I do take issue with some of the specific choices they made in both fleshing out components and the current implementation, OpenCog. For example I think using the rule-based PLN logic engine was a critical mistake, but at an architectural level that is a simple change to make since the logic engine is / should be loosly coupled to the rest of the design (it’s not in OpenCog, but c’est la vie. I think a rewrite is necessary anyway for other reasons). I’d swap it out for a form of logical inference based on Bayesian probabalistic graph models a la Pearl. There are various other tweaks I would make regarding the atom space, sub-program representation, and embodiment. I’d also implement the components within the VM language of the AI itself, such that it is able to self-modify its own core capabilities. But at the architectural level these are tweaks of implementation details.
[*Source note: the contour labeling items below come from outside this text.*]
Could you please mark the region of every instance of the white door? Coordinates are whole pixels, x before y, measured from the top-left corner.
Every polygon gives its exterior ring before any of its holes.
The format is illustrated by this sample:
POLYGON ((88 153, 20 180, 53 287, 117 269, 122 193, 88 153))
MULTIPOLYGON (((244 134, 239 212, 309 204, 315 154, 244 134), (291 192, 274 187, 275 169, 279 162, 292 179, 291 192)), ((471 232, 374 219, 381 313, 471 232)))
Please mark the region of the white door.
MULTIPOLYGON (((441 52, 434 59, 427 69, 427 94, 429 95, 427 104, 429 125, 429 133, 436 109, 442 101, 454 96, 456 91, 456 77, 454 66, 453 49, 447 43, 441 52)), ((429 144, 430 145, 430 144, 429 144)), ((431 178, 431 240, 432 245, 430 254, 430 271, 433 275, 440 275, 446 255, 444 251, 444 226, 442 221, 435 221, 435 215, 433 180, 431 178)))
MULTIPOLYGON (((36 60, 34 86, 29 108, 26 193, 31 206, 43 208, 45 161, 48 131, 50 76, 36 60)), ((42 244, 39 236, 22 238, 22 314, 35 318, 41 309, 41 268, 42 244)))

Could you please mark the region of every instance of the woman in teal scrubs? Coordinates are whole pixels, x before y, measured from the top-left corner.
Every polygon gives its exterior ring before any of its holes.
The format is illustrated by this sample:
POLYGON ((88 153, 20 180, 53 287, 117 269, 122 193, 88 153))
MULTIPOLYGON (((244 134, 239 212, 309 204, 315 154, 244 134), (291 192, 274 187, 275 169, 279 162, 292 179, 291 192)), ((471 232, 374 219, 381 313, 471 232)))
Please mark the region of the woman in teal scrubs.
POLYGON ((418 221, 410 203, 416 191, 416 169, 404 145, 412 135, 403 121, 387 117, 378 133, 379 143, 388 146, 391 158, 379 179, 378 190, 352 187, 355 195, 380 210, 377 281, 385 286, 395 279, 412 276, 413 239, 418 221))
It’s remains largly the same design outlined by Goertzel et al.
AI has been around for almost 60 years. However AGI as a discipline was invented by Goertzel et al only in the last 10 to 15 years or so. The story before that is honestly quite a bit more complex, with much of the first 50 years of AI being spent working on the sub-component projects of an integrative AGI. So without prototype solutions to the component problems, I don’t find it at all surprising that progress was not made on integrating the whole.
Any evidence for that particular belief?
What do you think is missing from the implementation strategy outlined in Goertzel’s Engineering General Intelligence?
Haven’t read it, but I’m guessing a prototype..?
If you had that then you wouldn’t need a few years to implement it now would you.